NOTE: The following FOUR-STAR review dates from November 2005 and this production's initial season at the Contact Theatre in Manchester.
Christmas Day can provide us all with a variety of emotions; the loss of a loved one can come flooding back and there is often the nagging feeling that everyone is having a better time than you. Writer Linda Brogan has crafted an unflinchingly realistic slice of life, a gift to any actor, set on 25th December in Moss Side, 1974.
Daughter Lauren arrives home heavily pregnant. But her mother and father are at war- too busy arguing to give her the attention and love that she craves. Her brother Peter lies in front of the TV, spellbound by the sounds and the images. But when you witness the violence which surrounds his unstable environment, you realise why the box in the corner of the room offers the young lad some sort of sanctuary.
Mary Jo Randle evokes sympathy as Margaret, the drunken Irish mum of two, when she could have so easily turned her into a caricature. This gifted actress displays physical prowess during the fight scenes and pent up emotion when confronted by her past and present. Rachel Brogan plays Lauren with a real hard edge very effectively and her scenes with Margaret are the best in the piece and frighteningly real. The dialogue is often shocking, raw and at times very funny. Brogan's excellent writing is loaded with sarcasm and is delivered to the audience like bullets, leaving them stunned at the naked emotion on display.

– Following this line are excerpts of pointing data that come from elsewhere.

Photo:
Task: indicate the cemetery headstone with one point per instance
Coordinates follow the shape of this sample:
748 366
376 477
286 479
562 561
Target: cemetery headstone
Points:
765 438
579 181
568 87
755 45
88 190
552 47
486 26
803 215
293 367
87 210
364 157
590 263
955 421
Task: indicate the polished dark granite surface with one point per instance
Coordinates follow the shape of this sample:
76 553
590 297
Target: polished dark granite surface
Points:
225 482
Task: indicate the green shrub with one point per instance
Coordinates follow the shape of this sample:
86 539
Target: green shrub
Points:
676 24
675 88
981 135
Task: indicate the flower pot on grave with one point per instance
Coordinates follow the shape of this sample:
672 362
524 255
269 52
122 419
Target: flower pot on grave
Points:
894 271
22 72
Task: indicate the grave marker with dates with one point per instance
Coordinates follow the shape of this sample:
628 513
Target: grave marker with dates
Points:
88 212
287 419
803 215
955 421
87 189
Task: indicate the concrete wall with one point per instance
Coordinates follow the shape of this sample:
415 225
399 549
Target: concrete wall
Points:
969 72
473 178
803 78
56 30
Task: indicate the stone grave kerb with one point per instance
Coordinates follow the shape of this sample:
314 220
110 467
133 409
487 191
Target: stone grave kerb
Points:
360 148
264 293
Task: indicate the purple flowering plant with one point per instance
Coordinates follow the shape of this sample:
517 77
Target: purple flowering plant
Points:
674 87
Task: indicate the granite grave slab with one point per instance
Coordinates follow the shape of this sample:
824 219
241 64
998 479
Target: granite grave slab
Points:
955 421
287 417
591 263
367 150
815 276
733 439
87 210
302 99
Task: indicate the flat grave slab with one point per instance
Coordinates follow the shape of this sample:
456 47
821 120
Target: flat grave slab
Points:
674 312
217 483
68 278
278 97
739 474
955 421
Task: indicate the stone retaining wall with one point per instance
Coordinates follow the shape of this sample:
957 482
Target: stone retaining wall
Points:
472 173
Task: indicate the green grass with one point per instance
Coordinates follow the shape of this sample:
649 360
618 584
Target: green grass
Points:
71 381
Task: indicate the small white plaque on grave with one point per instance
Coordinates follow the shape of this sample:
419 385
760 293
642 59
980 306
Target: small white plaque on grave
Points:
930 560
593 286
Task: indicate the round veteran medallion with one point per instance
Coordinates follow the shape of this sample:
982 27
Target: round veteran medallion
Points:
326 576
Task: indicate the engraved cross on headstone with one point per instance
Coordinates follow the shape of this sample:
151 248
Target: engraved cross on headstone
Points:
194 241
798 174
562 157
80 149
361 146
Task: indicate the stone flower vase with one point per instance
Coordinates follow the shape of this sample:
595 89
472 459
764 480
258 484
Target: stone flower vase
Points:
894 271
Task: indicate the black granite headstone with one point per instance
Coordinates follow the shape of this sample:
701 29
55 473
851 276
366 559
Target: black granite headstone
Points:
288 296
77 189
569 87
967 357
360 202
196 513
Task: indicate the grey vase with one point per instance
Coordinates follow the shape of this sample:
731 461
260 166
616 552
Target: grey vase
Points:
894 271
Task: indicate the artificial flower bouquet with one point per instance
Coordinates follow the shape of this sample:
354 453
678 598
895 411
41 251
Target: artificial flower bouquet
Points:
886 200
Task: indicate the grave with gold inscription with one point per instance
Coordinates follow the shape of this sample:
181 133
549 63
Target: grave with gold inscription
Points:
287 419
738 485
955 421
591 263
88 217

David Webber's quiet father has very little dialogue compared with everyone else but his defeatist body language speaks volumes. Likewise, Curtis Cole imbues young Peter with a sense of wishfulness. Each time he comes up for air after a diet of festive movies, the character longs for things to return to normal with tears rolling down his face.
James Farncomber's excellent stark lighting complements Paulette Randall’s assured direction. This excellent play reminded me of the work of Mike Leigh. The characters are not mere imitations, though. They are fully fleshed out, flaws and all, and this provides the audience with real resonance as loyalties constantly change.
Granted, this is not the happiest play you will see this year. But with reality TV hogging the headlines, this authentic look at family life in the 1970's will provide you with a real shot of adrenalin.